A few days ago, the FDA released results of its tests for arsenic in rice and rice products. The conclusion of this study was basically that “agency scientists determined that the amount of detectable arsenic is too low in the rice and rice product samples to cause any immediate or short-term adverse health effects.”
But most of you probably already knew this. Otherwise we would be seeing people drop dead from just eating rice and that isn’t the case. The real issue at hand is whether or not constant exposure to tiny amounts of arsenic can lead to any health risks. (This hasn’t been covered yet so you’ll have to wait!)
All we do know for the moment is that arsenic is classified as a carcinogen and that it can cause cancer when taken in high quantities.
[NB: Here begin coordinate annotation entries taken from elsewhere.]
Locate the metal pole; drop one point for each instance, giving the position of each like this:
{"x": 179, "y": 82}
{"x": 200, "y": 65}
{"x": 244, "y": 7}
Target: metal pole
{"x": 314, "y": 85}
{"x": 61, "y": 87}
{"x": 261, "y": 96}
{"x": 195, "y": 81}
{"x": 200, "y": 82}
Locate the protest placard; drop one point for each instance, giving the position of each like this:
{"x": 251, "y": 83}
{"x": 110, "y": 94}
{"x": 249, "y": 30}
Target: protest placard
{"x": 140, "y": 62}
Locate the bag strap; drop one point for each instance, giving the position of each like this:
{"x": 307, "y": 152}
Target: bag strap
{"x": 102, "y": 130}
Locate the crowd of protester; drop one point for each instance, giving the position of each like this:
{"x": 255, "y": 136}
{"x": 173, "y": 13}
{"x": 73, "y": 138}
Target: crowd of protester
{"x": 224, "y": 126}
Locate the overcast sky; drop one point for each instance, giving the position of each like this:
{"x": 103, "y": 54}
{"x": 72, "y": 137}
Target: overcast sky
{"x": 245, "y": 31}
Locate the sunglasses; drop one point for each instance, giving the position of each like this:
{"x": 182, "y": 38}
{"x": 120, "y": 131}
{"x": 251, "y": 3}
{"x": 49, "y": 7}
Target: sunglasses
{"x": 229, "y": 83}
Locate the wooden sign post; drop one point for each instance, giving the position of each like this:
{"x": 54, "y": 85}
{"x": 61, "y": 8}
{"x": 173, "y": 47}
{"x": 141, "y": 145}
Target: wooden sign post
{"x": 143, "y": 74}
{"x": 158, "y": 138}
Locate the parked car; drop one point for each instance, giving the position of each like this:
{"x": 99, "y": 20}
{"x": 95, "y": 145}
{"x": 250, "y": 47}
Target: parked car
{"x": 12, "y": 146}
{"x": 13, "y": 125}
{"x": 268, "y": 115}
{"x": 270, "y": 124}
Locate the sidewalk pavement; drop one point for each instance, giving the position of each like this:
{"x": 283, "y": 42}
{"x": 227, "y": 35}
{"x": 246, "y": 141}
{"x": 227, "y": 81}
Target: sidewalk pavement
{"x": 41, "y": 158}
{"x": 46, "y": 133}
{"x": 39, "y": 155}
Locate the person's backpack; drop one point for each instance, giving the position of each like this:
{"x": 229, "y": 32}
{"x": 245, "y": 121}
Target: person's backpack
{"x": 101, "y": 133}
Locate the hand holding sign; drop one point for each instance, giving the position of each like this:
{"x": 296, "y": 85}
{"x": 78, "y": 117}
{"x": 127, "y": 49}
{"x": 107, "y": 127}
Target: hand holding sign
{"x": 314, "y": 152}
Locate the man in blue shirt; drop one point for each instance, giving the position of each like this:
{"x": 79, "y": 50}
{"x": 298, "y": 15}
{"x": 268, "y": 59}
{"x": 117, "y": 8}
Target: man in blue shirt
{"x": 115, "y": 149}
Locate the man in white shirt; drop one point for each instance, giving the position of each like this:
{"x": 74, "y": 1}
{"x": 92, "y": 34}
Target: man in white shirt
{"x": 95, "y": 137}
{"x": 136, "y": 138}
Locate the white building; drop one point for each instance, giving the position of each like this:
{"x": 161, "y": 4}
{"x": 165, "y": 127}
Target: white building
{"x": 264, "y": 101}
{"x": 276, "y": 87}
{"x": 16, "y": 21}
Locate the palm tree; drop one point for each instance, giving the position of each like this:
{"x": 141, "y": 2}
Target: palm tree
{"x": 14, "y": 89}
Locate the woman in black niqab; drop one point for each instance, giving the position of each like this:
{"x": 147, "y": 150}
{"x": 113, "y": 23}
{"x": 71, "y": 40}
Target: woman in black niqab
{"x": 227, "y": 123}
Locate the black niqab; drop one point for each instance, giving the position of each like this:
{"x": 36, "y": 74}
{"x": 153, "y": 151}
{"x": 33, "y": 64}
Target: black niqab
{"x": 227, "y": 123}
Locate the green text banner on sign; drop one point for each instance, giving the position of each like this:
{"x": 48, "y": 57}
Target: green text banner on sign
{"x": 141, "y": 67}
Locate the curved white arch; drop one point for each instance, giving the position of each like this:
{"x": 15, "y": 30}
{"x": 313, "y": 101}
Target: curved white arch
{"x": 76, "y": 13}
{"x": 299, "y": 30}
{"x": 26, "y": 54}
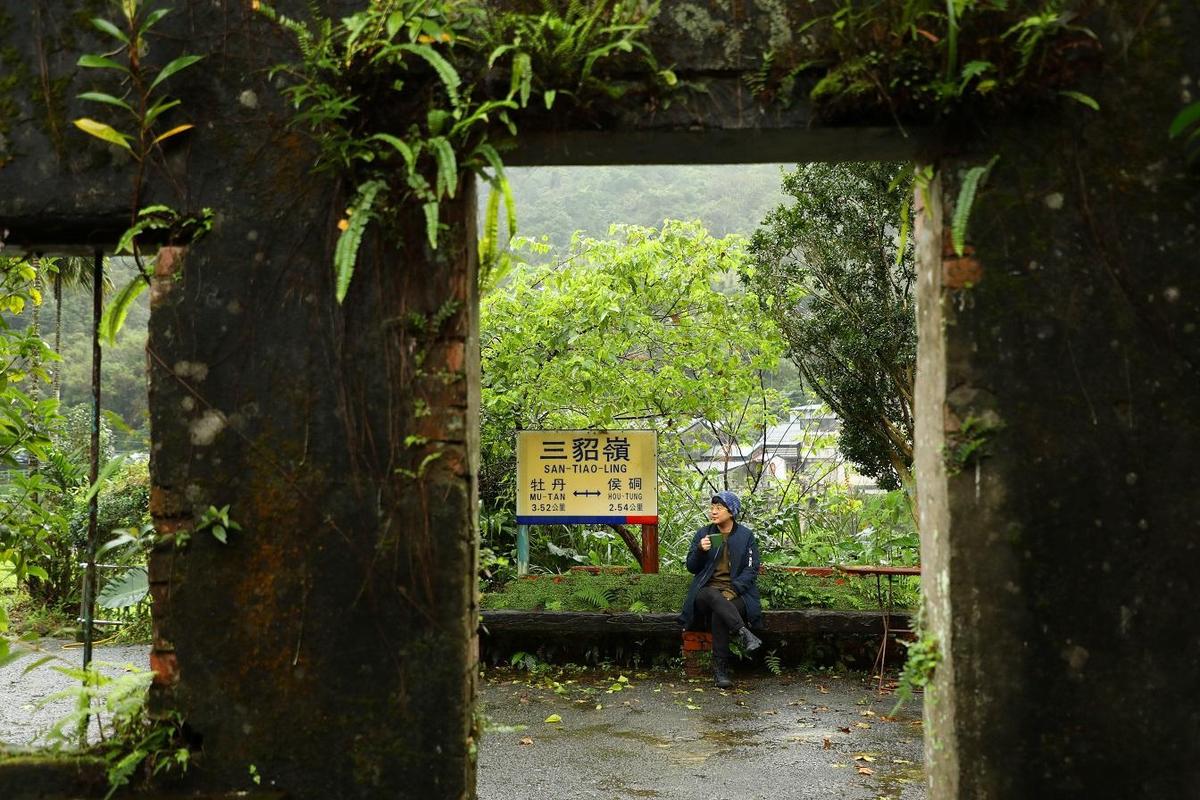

FDA Fails To Reassure Population
In her article, FDA’s Reassurance On Arsenic In Rice Not So Reassuring, Rachel Zimmerman wrote the following statement:
“When I read the updated FDA material… it became clear that we should still be concerned about arsenic in our rice.” In fact, even the FDA recommends diversifying grains in your diet in order to limit exposure to arsenic and to give the body enough time to remove the toxin.
Arsenic Is More Present In People Who Don’t Sweat
Most people don’t know this but arsenic tends to pile up in our skin. And the primary method used by your body to remove toxins from the skin is sweating. That’s why experts often recommend exercising or going to the sauna as a way to help your body detoxify.